Afin de mieux connaître les célibataires du sexe opposé, les profils de chacun (âge, travail, revenus) sont inscrits sur des fiches accrochées aux arbres.
"Je me sens plus en sécurité" dans ce genre d'événement officiel, explique Li Changle, une ingénieure de 25 ans.
"Il y a beaucoup de sites de rencontres, mais parfois, dès qu'on entre ses informations, on est harcelé d'appels téléphoniques".
- "Stabilité sociale" -
Un autre participant, Xu Feng, 40 ans, s'est inscrit parce que sa famille le "presse" de se marier. "Plus je vieillis, plus la pression est forte", dit-il.
Dans la province de l'Anhui, dans l'est du pays, la Ligue a lancé une application pour smartphones. Les utilisateurs peuvent y consulter les informations d'autres célibataires: nom, taille, employeur ou encore revenu.
"Si quelqu'un vous plaît, vous pouvez l'ajouter comme ami", explique Li Heng, un représentant de la Ligue.
Grâce à son réseau étendu dans toute la Chine, l'organisation peut toucher des employés d'un grand nombre d'entreprises.
La Ligue de la jeunesse communiste organise depuis plusieurs années des cours de relations amoureuses dans les universités ou des rencontres pour célibataires.
"L'Etat ne s'inquiète pas seulement du taux de natalité", estime Leta Hong Fincher, une féministe américaine qui a écrit des livres sur les Chinoises.
Le pouvoir pousse également pour que les femmes rejoignent "l'institution" du mariage car celle-ci est "vectrice de stabilité sociale", juge-t-elle.

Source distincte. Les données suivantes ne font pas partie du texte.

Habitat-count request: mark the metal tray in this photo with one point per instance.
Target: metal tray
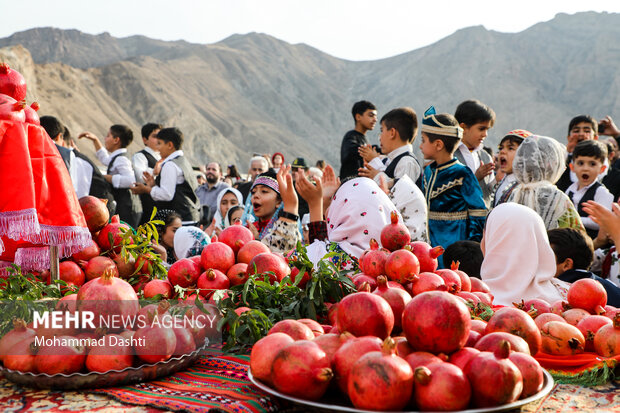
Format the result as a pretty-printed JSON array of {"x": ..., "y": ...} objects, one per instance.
[
  {"x": 341, "y": 404},
  {"x": 93, "y": 380}
]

La Chine autorise depuis 2021 tous les couples à avoir trois enfants.
Mais les naissances ne sont pas reparties à la hausse et le déséquilibre entre les sexes est tel que certains hommes ne trouveront jamais l'âme soeur.
- Cadeaux -
"Dans certains endroits, le ratio est de 10 hommes pour une femme", explique Quan Baoyong, un entremetteur de la province du Henan, dans le centre de la Chine.

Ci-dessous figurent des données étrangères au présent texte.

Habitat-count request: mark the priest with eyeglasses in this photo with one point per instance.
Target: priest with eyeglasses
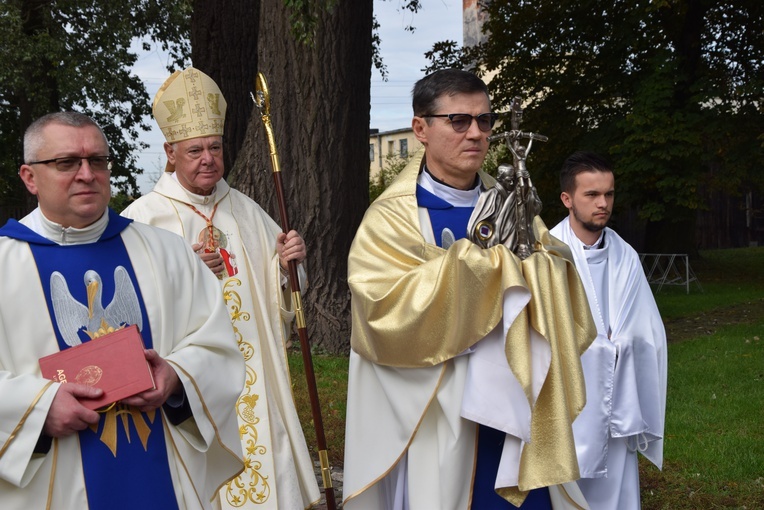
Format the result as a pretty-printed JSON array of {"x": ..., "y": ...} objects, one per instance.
[
  {"x": 465, "y": 370},
  {"x": 73, "y": 272}
]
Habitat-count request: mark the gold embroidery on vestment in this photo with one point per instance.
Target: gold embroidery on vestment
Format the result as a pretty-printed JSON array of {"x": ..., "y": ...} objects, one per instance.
[{"x": 251, "y": 484}]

"Si j'avais encore la vingtaine (...) je n'essayerais même pas de trouver une femme", explique Zhao Liang, un livreur de 35 ans, qui juge la recherche d'une partenaire "très matérialiste" dans la société actuelle.
Les autorités tentent d'ailleurs de s'attaquer aux "coutumes de mariage malsaines" telles que les "cadeaux" généralement offerts dans les campagnes par la famille du marié.
Ils peuvent atteindre 160.000 yuans (22.000 euros) dans certains villages du Henan, où le déséquilibre entre les sexes pousse les familles à surenchérir, selon des entremetteurs.
Pour tenter de changer les habitudes, les autorités locales ont plafonné ces sommes à 66.000 yuans (9.100 euros).
Les familles "veulent au minimum que vous ayez une maison et une voiture (...) Cela fait 500.000 à 600.000 yuans (69.000 à 83.000 euros)", explique Zhao Liang.
"Pour une famille rurale, ce n'est pas facile".
Parfois, l'insistance des autorités peut se retourner contre elles.
Ce fut le cas l'an dernier lorsqu'un comté rural (l'équivalent d'un département français) a suggéré aux jeunes femmes de rester sur place et d'épouser des hommes du cru.
Après un tollé sur les réseaux sociaux, les dirigeants locaux ont dû expliquer que l'opération, baptisée "un lit bien chaud", n'entendait forcer personne à rester au pays.